Deploy GraphQL Federation with Confidence

What You’ll Learn

This guide will teach you how to safely deploy subgraphs in a federated GraphQL architecture. We’ll start with the basics and build up to advanced deployment strategies, focusing on preventing production issues and maintaining system reliability.

Federation Basics

Understanding the core components and how they work together

Safety First

Schema validation and preventing breaking changes

Deployment Strategies

From simple deployments to advanced canary releases

Production Ready

Monitoring, rollbacks, and operational best practices

Understanding Federation Basics

Before diving into deployment strategies, let’s understand what we’re working with. GraphQL Federation allows you to split your API into independent services (subgraphs) while presenting a single, unified API to clients.

The Key Players

Subgraph

Supergraph

Router

Schema Registry

Why This Matters for Deployment

Unlike deploying a single service, federated GraphQL requires coordination. When you change a subgraph:

Schema compatibility - Your changes must work with other subgraphs
Timing matters - Deploy code first, then publish the schema
Router updates - The router needs the new schema to route correctly
Rollback complexity - Issues can affect the entire graph

The Foundation: Schema Safety

Most production issues in federated GraphQL come from schema problems.

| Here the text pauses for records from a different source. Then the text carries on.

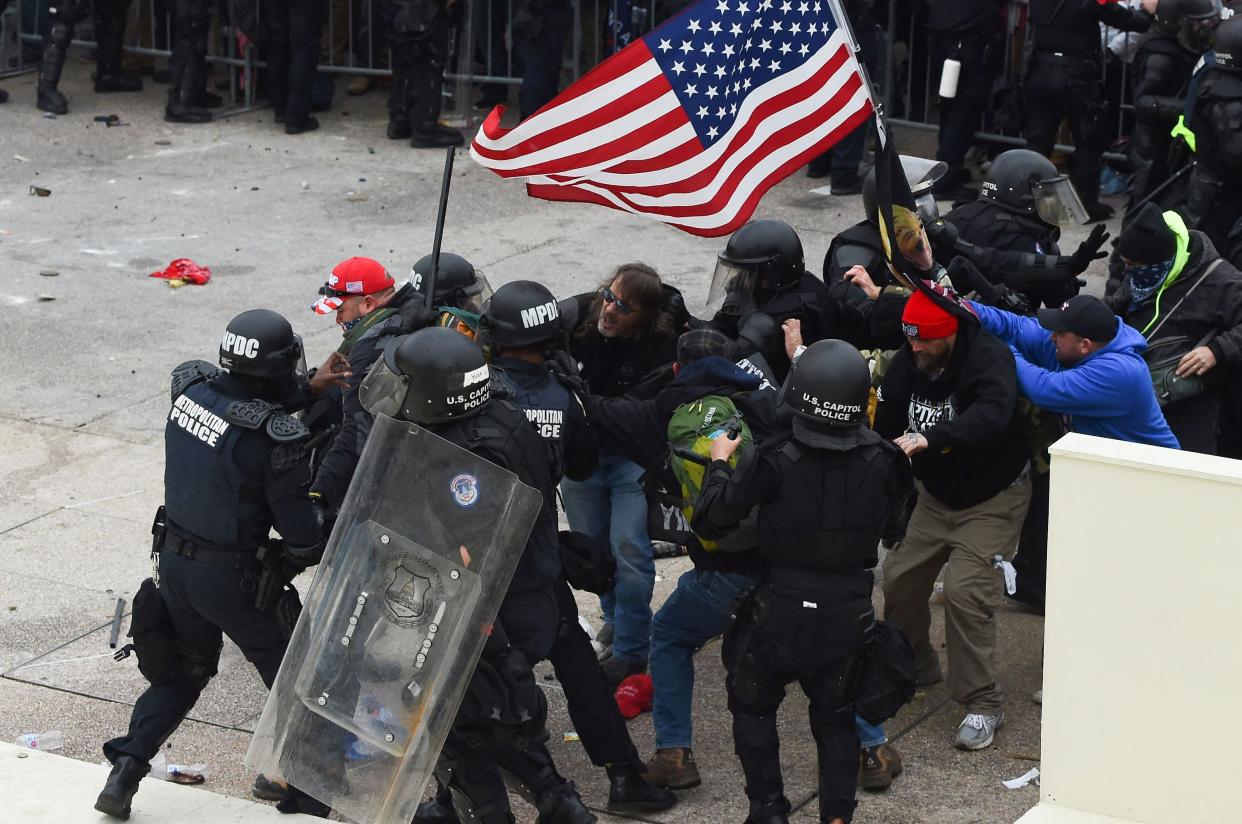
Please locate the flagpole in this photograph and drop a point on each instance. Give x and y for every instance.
(440, 226)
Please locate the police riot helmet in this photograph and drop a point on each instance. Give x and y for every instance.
(444, 374)
(1027, 183)
(522, 313)
(1227, 47)
(829, 384)
(260, 343)
(1192, 21)
(920, 174)
(457, 282)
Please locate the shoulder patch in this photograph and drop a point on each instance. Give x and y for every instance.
(190, 373)
(287, 456)
(283, 428)
(249, 414)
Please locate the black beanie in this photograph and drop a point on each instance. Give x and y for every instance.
(1148, 239)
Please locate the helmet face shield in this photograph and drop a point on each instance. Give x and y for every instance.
(383, 390)
(1196, 34)
(733, 287)
(1057, 201)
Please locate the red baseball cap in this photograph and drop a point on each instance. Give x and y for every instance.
(354, 276)
(923, 318)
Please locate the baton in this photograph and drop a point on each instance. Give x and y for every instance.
(116, 623)
(440, 228)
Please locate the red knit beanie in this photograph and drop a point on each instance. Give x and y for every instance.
(923, 318)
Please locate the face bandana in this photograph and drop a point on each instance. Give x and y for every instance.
(1146, 279)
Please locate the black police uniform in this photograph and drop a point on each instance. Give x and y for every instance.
(1215, 204)
(1160, 68)
(971, 32)
(528, 619)
(235, 467)
(1063, 82)
(338, 466)
(109, 35)
(292, 55)
(821, 516)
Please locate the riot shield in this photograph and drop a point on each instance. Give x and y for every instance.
(394, 624)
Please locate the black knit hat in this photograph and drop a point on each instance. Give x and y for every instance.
(701, 343)
(1148, 239)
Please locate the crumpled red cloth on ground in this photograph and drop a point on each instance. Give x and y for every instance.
(635, 695)
(186, 271)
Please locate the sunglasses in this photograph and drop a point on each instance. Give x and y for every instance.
(610, 297)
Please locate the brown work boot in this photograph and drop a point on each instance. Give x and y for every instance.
(673, 768)
(879, 767)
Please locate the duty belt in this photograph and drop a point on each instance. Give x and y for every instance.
(193, 551)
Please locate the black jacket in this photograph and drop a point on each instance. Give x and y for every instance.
(1214, 306)
(641, 428)
(969, 414)
(337, 469)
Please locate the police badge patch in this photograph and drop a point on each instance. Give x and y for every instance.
(465, 489)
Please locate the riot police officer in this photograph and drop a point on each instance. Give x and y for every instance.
(419, 32)
(235, 469)
(1063, 82)
(1214, 206)
(826, 495)
(1011, 230)
(522, 325)
(1161, 67)
(109, 35)
(447, 390)
(763, 271)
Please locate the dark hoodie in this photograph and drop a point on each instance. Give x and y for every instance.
(969, 414)
(640, 428)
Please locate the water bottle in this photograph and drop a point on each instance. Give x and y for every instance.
(50, 740)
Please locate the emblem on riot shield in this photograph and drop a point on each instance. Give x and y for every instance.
(465, 489)
(411, 590)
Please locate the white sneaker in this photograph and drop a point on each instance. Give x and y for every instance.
(976, 731)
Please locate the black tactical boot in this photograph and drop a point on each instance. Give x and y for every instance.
(55, 45)
(439, 809)
(629, 792)
(109, 35)
(564, 807)
(121, 787)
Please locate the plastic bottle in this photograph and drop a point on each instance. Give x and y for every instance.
(50, 740)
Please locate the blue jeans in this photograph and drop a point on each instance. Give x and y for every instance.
(611, 508)
(870, 736)
(694, 613)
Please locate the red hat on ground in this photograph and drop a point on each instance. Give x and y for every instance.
(354, 276)
(635, 695)
(924, 318)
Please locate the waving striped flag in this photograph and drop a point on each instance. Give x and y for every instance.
(696, 121)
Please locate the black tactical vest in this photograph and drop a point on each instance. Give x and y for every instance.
(984, 224)
(831, 510)
(545, 403)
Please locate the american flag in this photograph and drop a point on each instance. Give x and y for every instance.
(696, 121)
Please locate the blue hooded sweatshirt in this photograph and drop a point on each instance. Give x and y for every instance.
(1107, 394)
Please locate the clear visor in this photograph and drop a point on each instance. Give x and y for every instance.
(1196, 35)
(1057, 203)
(383, 390)
(733, 287)
(477, 295)
(927, 206)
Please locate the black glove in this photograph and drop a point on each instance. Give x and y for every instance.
(564, 368)
(1088, 251)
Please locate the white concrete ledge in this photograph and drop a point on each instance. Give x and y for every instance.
(45, 788)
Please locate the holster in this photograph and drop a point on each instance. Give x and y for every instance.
(154, 639)
(886, 682)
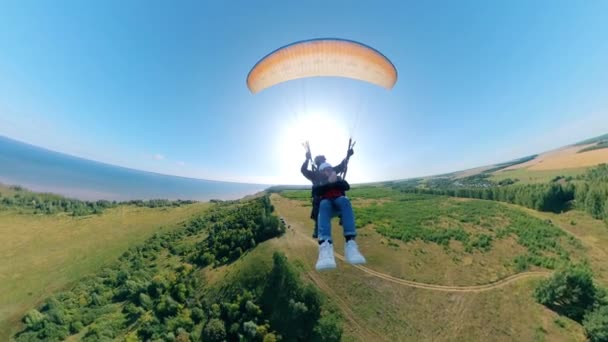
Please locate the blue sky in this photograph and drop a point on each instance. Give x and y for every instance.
(160, 86)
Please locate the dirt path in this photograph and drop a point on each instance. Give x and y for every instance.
(362, 332)
(445, 288)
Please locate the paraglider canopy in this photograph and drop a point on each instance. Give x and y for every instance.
(322, 57)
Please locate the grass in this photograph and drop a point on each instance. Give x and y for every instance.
(452, 241)
(526, 176)
(599, 145)
(391, 311)
(42, 254)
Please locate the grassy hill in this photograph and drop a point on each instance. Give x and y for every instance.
(449, 258)
(42, 254)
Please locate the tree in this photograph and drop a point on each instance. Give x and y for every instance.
(569, 292)
(596, 324)
(214, 330)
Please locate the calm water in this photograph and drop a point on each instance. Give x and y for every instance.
(46, 171)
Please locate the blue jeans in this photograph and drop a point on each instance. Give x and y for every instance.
(330, 208)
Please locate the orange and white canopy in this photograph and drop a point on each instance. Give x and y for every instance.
(322, 57)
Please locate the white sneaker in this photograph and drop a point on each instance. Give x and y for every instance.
(326, 257)
(352, 254)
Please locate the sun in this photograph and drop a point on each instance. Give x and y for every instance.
(327, 134)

Before learning deployment strategies, you need to master schema safety.

The Critical Rule: Validate Before Deploy

Never deploy schema changes without validation. The wgc subgraph check command is your first line of defense.

# Always run this before deploying
wgc subgraph check my-products-subgraph \
  --schema ./schema.graphql \
  --namespace production

What Gets Checked

Breaking Changes

Will this break existing clients?

Removing fields, changing types, or modifying required arguments can break client applications.

Composition Validity

Can schemas merge successfully?

Your schema must combine properly with all other subgraphs to create a valid supergraph.

Operations Analysis

Smart safety checks

Analyzes real client usage data to determine if a “breaking” change is actually safe in practice.

Schema Linting

Enforces best practices

Validates your schema follows GraphQL federation principles and your organization’s conventions.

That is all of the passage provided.